He [Bishop Alminaza] said five energy development priority projects under the Marcos administration’s ‘Build Better More’ programme are located within ancestral lands, covering 143,000 hectares
At least 320,000 hectares of ancestral lands are controlled by large, local, and foreign corporations for monocrop plantations of banana, pineapple, oil palm, bioethanol, and coffee, displacing or adversely affecting Indigenous communities, especially in Mindanao.
Bishop Alminaza also cited a shift in government forestry policy that favours corporations managing up to 40,000 hectares, some overlapping ancestral domains, as well as increasing palm oil plantation agreements such as the one in Candoni, Negros, with Hacienda Asia Plantation Inc. [HAPI].
Tourism projects, he added, also threaten land dispossession—from the Molbog and Cagayanen in Bugsuk, Palawan facing San Miguel Corporation’s luxury resort plans, to the Ayta in Central Luzon against Clark Development Corporation and Bases Conversion Development Authority, and the Ati in Boracay against multiple claimants.
The bishop lamented that many indigenous groups “are ignored as they wait for years and decades to secure their Certificates of Ancestral Domain Titles” and that indigenous representation in local government units often “goes unimplemented.”
Bishop Alminaza also denounced the worsening militarisation in indigenous areas, citing harassment, surveillance, red-tagging, aerial bombings, and the destruction of Lumad schools
Bishop Alminaza also denounced the worsening militarisation in indigenous areas, citing harassment, surveillance, red-tagging, aerial bombings, and the destruction of Lumad schools.

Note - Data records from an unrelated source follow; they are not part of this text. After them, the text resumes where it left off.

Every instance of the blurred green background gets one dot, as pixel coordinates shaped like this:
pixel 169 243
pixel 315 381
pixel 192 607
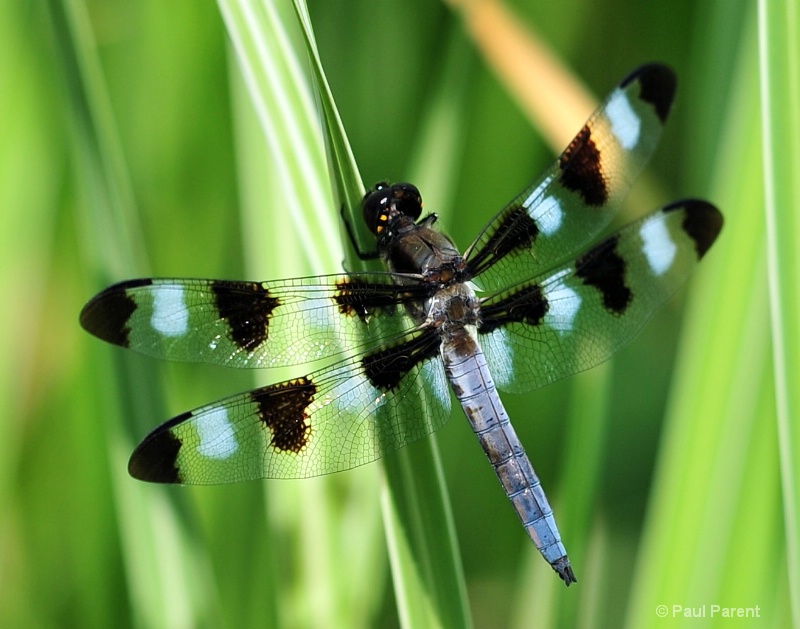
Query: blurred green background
pixel 662 465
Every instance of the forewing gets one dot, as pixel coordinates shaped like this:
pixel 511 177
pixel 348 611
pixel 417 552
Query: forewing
pixel 250 324
pixel 583 312
pixel 578 195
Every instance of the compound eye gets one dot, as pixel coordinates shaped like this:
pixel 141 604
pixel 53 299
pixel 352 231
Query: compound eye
pixel 408 200
pixel 376 206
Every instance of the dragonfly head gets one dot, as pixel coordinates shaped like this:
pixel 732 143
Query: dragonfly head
pixel 387 202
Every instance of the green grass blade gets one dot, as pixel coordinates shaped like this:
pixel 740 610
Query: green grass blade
pixel 779 55
pixel 154 529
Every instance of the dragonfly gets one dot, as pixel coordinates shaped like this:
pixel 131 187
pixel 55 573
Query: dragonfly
pixel 533 299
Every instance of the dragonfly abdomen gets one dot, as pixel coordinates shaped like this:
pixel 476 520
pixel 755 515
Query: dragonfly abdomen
pixel 475 390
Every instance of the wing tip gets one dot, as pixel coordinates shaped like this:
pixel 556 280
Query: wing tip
pixel 155 459
pixel 658 84
pixel 702 222
pixel 106 314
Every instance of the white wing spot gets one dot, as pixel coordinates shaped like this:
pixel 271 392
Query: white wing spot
pixel 216 433
pixel 551 216
pixel 563 305
pixel 170 315
pixel 625 123
pixel 659 248
pixel 546 212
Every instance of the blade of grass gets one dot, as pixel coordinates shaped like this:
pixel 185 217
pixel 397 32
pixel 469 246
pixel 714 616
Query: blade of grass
pixel 161 592
pixel 428 576
pixel 715 416
pixel 779 57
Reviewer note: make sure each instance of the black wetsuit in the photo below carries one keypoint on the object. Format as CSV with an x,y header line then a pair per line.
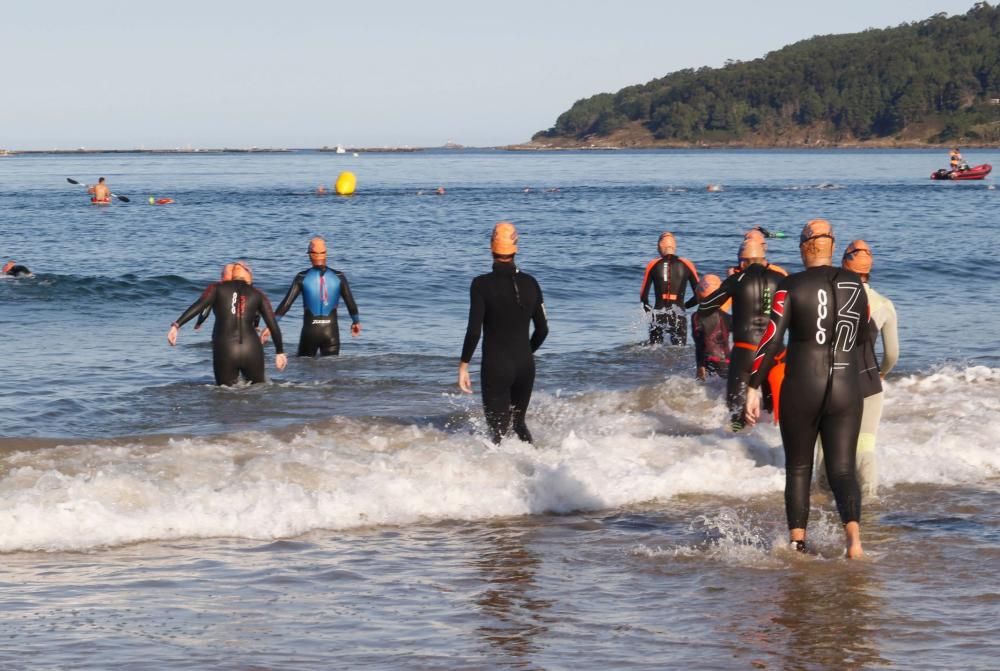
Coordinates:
x,y
711,341
752,291
668,275
322,288
825,311
502,305
236,346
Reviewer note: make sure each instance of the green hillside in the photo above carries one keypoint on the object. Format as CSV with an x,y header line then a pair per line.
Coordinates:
x,y
931,81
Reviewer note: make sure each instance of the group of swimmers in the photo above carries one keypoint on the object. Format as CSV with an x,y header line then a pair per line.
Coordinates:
x,y
825,385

“There are places in the Philippines where rising in resistance is very difficult these days,” he said, pointing to “the control of LGUs [local government unit] by NTF-ELCAC [National Task Force to End Local Communist Armed Conflict]” as one of the factors that “make defending the rights of poor communities very difficult.”
Save Our Schools in Mindanao has reported 21 Lumad schools destroyed, 10 incidents of aerial bombing, and Lumad children criminalised. “This is not just injustice—it is a spiritual wound,” the bishop said.
Despite the challenges, Bishop Alminaza vowed to stand with indigenous communities, particularly those in his home province.
“We will stand with our IP neighbours!” he declared, noting his role as elected chair of the Wisdom Council of the Negrosanon Initiative for Climate and the Environment, which is supporting Magahat farmers in Candoni in their struggle against HAPI.
He called for sustained advocacy for indigenous peoples, environmental defenders, and those facing persecution, emphasizing that solidarity must extend to the red-tagged, the unjustly detained, the disappeared, and their families, and all who protect the environment and defend the land.
He stressed that hope requires discipline, deliberate action, and unity, urging everyone to make marginalised communities visible and to keep working together.